Bronx Man Sentenced To 51 Months In Pill Case
BURLINGTON, Vt. - John J. Arvanitis, Special Agent in Charge of the Drug Enforcement Administration for New England and The Office of the United States Attorney for the District of Vermont, announced that Stephen Williams, 37, was sentenced to serve 51 months in federal prison after he pled guilty to possessing with intent to distribute oxycodone and oxymorphone pills. U.S. District Court Judge William K. Sessions III also ordered Williams, who is from the Bronx, New York, to serve three years of supervised release following his prison term.
According to court records, on October 20, 2011, the Drug Enforcement (DEA) and the Vermont State Police received information that Williams would be trafficking a load of opiate-based pills into Vermont via Interstate 91. That day, the Vermont State Police stopped Williams while he was traveling north on Interstate 91 in a rented vehicle. A police K-9 unit alerted on Williams’ car and law enforcement detained him in order to apply for a warrant to search his person. While at the police barracks, Williams repeatedly attempted to destroy pills that he had hidden in his pants and physically resisted officers’ efforts to protect the evidence from destruction. Eventually, law enforcement found over 500 oxycodone and oxymorphone pills hidden on Williams’ person.
Williams faced up to 20 years in prison. Judge Sessions determined that the appropriate range under the advisory sentencing guidelines was 51-63 months. The United States argued that Williams’ criminal record, which includes a 1994 conviction in New York for attempted murder, for which Williams served approximately eight years in prison, warranted a sentence at the higher end of the recommended range. The government also asked Judge Sessions to consider Williams’ violent conduct with the state police when determining the appropriate sentence.

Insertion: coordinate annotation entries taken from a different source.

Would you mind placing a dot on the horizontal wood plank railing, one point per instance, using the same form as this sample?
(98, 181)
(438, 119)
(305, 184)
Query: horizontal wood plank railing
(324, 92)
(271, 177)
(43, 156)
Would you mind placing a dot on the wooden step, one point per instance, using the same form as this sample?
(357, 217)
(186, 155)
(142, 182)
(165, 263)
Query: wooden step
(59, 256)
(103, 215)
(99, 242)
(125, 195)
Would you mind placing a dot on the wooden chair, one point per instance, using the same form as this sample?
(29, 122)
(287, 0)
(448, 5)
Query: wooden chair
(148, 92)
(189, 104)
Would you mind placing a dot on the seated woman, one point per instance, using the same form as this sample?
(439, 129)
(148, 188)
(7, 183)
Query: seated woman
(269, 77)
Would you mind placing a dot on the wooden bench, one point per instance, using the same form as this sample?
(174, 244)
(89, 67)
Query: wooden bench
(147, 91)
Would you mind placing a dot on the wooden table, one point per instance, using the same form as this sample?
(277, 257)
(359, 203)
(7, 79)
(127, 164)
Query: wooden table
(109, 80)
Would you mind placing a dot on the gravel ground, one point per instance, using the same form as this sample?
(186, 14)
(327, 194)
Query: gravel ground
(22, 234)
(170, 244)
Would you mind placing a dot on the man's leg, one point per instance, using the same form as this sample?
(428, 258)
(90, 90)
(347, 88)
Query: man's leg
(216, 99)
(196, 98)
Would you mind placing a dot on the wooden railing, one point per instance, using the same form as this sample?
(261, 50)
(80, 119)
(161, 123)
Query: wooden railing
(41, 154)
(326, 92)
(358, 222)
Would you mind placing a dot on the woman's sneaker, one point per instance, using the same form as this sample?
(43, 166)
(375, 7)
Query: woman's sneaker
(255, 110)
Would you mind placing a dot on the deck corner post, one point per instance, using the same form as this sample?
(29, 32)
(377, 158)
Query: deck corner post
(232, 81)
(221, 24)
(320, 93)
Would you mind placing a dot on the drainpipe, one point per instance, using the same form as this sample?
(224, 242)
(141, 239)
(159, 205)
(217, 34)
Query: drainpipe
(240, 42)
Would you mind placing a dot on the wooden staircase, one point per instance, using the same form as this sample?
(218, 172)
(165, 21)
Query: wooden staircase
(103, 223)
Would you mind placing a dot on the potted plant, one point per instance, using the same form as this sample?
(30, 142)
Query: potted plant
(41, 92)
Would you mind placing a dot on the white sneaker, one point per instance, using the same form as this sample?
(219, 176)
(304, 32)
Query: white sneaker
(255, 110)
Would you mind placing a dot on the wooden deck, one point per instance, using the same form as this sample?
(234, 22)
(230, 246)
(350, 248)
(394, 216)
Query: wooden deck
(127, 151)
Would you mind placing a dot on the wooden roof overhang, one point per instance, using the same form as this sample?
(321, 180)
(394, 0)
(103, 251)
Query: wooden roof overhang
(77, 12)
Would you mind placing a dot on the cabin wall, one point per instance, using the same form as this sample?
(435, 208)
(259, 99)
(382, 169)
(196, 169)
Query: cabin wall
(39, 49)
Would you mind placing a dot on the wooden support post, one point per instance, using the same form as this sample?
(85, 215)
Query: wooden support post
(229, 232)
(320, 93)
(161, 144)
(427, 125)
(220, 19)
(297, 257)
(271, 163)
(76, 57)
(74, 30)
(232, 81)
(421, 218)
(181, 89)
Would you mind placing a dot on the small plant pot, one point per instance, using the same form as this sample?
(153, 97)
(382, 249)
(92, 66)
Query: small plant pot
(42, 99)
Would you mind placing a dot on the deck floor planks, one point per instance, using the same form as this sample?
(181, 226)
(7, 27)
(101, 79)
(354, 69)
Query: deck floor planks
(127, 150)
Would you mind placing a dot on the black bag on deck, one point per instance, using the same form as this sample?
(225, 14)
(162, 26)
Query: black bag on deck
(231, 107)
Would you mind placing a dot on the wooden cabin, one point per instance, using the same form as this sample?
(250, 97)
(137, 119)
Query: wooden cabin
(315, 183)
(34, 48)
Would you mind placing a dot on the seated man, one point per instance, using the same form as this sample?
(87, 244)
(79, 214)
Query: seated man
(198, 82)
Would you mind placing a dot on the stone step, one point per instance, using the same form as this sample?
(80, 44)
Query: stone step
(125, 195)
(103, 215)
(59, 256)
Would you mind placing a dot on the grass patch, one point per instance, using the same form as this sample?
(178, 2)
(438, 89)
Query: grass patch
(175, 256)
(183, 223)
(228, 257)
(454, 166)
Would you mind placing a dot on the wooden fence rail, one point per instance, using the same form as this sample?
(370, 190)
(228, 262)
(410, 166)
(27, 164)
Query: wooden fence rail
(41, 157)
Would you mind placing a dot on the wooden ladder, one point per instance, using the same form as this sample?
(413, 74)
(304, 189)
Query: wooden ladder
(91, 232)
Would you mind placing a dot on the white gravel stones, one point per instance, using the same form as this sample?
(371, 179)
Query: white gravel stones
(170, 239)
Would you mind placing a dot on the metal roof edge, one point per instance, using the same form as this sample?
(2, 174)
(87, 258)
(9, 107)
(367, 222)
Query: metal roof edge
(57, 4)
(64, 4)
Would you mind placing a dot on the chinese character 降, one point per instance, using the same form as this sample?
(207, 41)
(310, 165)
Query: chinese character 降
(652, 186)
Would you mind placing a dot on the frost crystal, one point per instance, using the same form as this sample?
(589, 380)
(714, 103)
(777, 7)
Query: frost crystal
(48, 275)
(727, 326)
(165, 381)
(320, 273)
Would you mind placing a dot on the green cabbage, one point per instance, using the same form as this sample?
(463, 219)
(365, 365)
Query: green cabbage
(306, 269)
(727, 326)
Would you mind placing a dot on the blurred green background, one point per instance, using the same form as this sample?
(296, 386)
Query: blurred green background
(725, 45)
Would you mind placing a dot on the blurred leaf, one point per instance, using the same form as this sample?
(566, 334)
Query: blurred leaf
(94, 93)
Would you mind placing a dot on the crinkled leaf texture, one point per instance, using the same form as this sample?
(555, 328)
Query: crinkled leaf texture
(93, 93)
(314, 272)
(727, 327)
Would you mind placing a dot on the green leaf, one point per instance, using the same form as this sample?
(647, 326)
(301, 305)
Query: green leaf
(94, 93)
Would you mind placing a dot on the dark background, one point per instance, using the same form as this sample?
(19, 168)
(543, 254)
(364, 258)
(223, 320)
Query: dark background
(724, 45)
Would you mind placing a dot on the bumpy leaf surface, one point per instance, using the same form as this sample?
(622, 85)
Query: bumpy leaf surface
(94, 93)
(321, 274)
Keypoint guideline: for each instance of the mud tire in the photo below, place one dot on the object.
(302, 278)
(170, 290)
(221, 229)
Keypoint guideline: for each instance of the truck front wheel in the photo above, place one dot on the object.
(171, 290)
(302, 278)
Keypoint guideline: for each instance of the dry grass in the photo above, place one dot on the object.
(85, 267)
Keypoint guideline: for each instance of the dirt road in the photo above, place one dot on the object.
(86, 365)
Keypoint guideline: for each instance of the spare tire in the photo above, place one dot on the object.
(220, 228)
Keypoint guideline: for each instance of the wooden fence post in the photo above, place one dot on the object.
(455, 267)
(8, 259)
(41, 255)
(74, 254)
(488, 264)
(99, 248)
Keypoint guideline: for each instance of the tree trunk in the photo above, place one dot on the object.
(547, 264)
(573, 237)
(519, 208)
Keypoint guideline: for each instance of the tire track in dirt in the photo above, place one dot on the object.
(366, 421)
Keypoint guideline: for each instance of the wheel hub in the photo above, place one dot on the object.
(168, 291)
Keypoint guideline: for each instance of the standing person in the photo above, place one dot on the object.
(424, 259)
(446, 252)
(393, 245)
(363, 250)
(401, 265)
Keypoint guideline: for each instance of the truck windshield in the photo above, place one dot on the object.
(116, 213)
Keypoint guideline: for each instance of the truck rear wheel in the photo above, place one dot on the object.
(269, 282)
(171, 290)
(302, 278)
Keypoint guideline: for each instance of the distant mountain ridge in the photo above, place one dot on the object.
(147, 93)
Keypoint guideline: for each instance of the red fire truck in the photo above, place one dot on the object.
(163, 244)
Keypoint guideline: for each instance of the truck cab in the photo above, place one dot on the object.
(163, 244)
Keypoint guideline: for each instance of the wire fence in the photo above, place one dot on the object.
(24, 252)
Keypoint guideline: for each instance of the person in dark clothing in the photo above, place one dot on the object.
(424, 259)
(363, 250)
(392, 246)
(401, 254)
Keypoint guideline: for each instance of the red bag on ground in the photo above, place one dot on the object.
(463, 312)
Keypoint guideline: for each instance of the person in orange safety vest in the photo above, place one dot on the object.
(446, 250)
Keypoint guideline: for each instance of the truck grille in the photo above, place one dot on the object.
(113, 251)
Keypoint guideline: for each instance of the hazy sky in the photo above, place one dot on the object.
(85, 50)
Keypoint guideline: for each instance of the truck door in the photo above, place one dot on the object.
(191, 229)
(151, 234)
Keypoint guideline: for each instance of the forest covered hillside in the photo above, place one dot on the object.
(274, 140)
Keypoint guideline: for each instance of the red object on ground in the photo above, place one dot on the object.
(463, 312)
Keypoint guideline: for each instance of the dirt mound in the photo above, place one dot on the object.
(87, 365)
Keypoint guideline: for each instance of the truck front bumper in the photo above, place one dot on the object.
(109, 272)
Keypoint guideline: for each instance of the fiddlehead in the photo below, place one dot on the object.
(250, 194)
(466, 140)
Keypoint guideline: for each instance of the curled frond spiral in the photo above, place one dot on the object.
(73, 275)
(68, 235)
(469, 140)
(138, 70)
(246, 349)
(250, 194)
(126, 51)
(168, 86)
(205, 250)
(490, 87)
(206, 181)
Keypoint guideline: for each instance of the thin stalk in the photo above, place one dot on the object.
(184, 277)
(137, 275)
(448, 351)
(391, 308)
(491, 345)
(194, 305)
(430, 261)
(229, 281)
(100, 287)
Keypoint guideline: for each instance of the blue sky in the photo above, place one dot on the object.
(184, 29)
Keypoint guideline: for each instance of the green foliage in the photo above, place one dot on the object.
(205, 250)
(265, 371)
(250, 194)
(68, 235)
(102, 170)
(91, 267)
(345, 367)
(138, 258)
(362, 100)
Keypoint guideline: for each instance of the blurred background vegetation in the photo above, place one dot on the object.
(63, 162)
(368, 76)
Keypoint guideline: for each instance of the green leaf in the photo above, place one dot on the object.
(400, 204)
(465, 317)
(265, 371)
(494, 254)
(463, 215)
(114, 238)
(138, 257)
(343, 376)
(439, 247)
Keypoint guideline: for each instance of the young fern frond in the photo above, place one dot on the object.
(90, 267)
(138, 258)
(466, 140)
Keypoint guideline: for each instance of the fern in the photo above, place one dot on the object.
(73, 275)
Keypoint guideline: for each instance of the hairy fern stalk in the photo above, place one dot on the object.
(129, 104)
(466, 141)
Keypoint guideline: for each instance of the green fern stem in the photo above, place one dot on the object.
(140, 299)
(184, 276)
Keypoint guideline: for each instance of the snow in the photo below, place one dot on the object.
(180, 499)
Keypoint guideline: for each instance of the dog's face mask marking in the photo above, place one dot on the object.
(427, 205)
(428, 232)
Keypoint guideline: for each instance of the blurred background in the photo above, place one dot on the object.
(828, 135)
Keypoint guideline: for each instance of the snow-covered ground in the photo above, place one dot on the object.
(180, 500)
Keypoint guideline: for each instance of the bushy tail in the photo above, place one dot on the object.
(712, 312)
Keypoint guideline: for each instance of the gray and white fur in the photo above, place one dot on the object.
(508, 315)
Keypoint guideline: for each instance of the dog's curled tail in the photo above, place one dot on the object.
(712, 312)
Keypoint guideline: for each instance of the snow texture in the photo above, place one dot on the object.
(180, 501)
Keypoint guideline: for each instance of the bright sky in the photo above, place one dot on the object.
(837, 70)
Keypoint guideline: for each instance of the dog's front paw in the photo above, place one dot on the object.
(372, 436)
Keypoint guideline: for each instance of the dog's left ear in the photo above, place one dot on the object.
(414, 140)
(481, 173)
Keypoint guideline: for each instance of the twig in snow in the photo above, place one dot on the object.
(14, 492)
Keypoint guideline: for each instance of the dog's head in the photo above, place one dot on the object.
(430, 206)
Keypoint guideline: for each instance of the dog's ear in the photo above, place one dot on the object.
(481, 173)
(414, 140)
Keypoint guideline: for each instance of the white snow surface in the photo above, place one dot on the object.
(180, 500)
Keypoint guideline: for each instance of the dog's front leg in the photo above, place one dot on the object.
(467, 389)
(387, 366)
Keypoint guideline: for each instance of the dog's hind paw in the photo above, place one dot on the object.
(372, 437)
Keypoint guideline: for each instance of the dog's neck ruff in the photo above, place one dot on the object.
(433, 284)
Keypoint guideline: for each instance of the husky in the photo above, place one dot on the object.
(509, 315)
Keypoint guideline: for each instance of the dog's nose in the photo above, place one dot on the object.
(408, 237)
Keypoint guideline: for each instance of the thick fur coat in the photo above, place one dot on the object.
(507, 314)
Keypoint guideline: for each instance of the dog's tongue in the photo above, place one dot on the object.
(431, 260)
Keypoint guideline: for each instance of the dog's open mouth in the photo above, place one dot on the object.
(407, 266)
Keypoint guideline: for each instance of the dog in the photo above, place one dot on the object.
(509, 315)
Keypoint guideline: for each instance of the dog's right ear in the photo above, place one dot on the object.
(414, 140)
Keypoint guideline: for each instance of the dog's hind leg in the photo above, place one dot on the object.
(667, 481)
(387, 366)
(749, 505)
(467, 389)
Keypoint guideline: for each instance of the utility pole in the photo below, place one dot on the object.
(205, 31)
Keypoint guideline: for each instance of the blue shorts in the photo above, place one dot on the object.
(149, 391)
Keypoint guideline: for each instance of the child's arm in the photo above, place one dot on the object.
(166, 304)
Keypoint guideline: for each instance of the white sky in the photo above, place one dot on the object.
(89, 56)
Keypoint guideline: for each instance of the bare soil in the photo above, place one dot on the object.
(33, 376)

In sentencing Williams to a term at the bottom of the guidelines range, Judge Sessions noted, among other factors, that Williams had a difficult childhood and was committed to his three children.
United States Attorney Coffin commended the efforts of the DEA, the Vermont State
Police, and the Vermont Department of Motor Vehicles, Enforcement and Safety Division, for their hard work in this case.